Summary
The Economic Research Council’s fifth annual Clash of the Titans economic forecasting event was held on Wednesday 2nd December, where three economic experts gave their opinions on what will happen to the UK economy in 2016. In this week’s chart, we’ve outlined one element of their forecasts: real average earnings.
What does the chart show?
The chart shows average weekly earnings (in GBP) for the whole economy, excluding bonus pay and arrears, adjusted for inflation so that it is in today’s prices. The black line shows the real growth (or lack of it) since 2007, while the three coloured lines show the predictions of the three Titans – blue for Dr Sean Holly, green for Rain Newton-Smith, and red for Jonathan Portes.

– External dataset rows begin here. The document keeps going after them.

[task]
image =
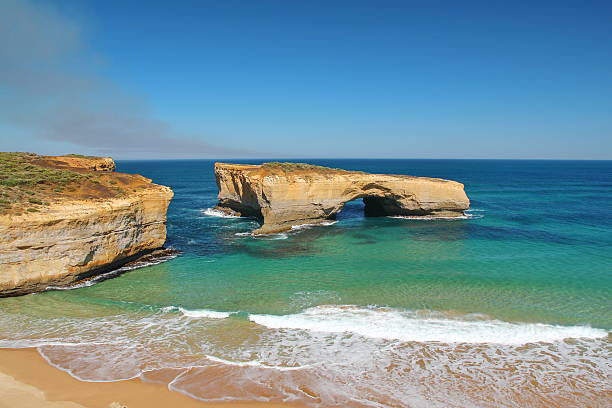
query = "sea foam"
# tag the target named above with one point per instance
(394, 324)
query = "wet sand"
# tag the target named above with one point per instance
(27, 381)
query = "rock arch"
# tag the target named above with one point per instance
(282, 195)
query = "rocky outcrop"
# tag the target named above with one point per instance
(282, 195)
(71, 238)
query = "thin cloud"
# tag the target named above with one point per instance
(49, 85)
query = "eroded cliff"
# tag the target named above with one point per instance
(282, 195)
(60, 223)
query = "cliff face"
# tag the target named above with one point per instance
(283, 195)
(91, 229)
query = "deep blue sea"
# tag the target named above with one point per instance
(511, 306)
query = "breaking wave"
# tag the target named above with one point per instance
(427, 326)
(328, 356)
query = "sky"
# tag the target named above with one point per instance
(307, 79)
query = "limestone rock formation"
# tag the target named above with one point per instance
(96, 224)
(282, 195)
(78, 162)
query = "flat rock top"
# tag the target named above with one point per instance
(299, 170)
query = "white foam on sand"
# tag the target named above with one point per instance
(204, 313)
(394, 324)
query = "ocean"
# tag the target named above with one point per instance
(511, 306)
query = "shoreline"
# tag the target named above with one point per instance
(28, 381)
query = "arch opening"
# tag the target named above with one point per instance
(368, 206)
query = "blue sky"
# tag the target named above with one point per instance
(385, 79)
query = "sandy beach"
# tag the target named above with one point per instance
(27, 381)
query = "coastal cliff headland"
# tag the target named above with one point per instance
(67, 218)
(283, 195)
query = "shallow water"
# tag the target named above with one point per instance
(510, 306)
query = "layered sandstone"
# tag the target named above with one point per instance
(93, 225)
(282, 195)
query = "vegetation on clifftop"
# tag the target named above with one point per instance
(17, 170)
(288, 166)
(29, 182)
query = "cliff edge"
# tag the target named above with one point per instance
(66, 218)
(282, 195)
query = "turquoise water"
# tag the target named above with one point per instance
(364, 312)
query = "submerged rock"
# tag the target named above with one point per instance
(282, 195)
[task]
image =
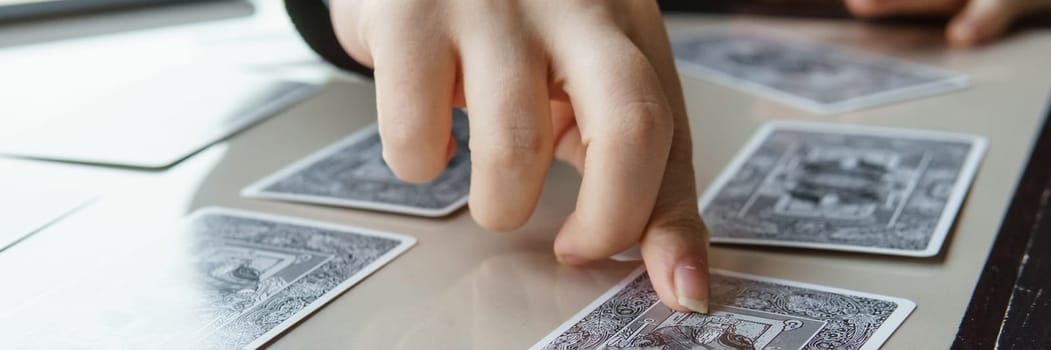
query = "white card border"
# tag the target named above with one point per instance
(406, 242)
(82, 201)
(954, 81)
(258, 189)
(894, 321)
(952, 205)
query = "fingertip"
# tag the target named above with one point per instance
(417, 170)
(692, 285)
(963, 35)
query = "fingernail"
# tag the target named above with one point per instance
(965, 33)
(571, 260)
(692, 288)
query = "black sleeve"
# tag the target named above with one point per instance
(311, 19)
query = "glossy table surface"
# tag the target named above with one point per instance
(462, 287)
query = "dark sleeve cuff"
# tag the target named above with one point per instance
(312, 20)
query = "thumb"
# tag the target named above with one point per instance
(675, 251)
(981, 21)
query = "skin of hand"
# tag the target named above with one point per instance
(973, 21)
(592, 83)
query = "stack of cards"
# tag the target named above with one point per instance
(808, 76)
(352, 173)
(232, 280)
(853, 188)
(747, 312)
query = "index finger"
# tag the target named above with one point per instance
(625, 126)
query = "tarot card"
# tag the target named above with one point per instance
(841, 187)
(351, 172)
(223, 280)
(26, 209)
(747, 312)
(813, 77)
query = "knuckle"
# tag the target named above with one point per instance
(519, 148)
(642, 124)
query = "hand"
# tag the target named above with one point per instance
(590, 82)
(973, 22)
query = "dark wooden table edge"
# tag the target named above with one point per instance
(818, 8)
(1010, 306)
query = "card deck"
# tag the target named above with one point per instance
(813, 77)
(840, 187)
(352, 173)
(747, 312)
(225, 279)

Why is the chart interesting?
The fall in real earnings between 2009 and 2014 was dramatic and sustained; the period between mid-2014 and mid-2015 has been the first full year of real earnings growth since before the crisis. In real terms, earnings today are back up to around the level that they were in late 2011, helped by rock bottom inflation rates. Our three forecasters have quite different ideas about what will happen next, although they all agree that by this time next year weekly wages will have risen to more than £470 in today’s prices (equivalent to the end of 2010). Jonathan Portes and Dr Sean Holly both think we will see two strong quarters of real earnings growth in Q4 2015 and Q1 2016, driven largely by inflation rates staying very low (and even continuing to dip into negative territory), but then they diverge: Jonathan Portes thinks they will stay pretty flat in the middle of 2016, while Dr Holly thinks they will fall in real terms as inflation starts to pick up. Rain Newton-Smith has the highest expectations for inflation, and so thinks earnings growth wil be slow to begin with in real terms, before catching up very strongly in 2016.